ML : Introduction

Introduction

When studying Machine Learning you will come across many different terms such as artificial intelligence, machine learning, neural network, and deep learning. But what do these terms actually mean and how do they relate to each other?

Below we give a brief description of these terms:

Artificial Intelligence: A field of computer science that aims to make computers achieve human-style intelligence. There are many approaches to reaching this goal, including machine learning and deep learning.

  • Machine Learning: A set of related techniques in which computers are trained to perform a particular task rather than by explicitly programming them.
  • Neural Network: A construct in Machine Learning inspired by the network of neurons (nerve cells) in the biological brain. Neural networks are a fundamental part of deep learning, and will be covered in this course.
  • Deep Learning: A subfield of machine learning that uses multi-layered neural networks. Often, “machine learning” and “deep learning” are used interchangeably.

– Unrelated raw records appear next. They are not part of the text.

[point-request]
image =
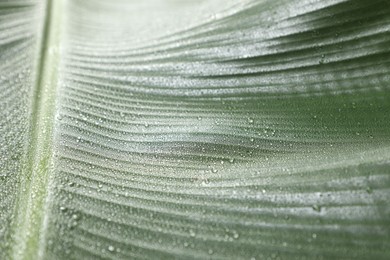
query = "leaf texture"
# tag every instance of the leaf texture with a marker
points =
(207, 129)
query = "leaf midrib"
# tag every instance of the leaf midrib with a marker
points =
(28, 223)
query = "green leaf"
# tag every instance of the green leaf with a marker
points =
(194, 129)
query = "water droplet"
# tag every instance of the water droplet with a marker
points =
(316, 207)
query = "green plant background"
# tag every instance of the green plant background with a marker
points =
(185, 129)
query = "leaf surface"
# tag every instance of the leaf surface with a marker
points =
(195, 129)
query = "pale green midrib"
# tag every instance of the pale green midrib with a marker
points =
(36, 164)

Machine learning and deep learning also have many subfields, branches, and special techniques. A notable example of this diversity is the separation of Supervised Learning and Unsupervised Learning.

To over simplify — in supervised learning you know what you want to teach the computer, while unsupervised learning is about letting the computer figure out what can be learned. Supervised learning is the most common type of machine learning, and will be the focus of this course.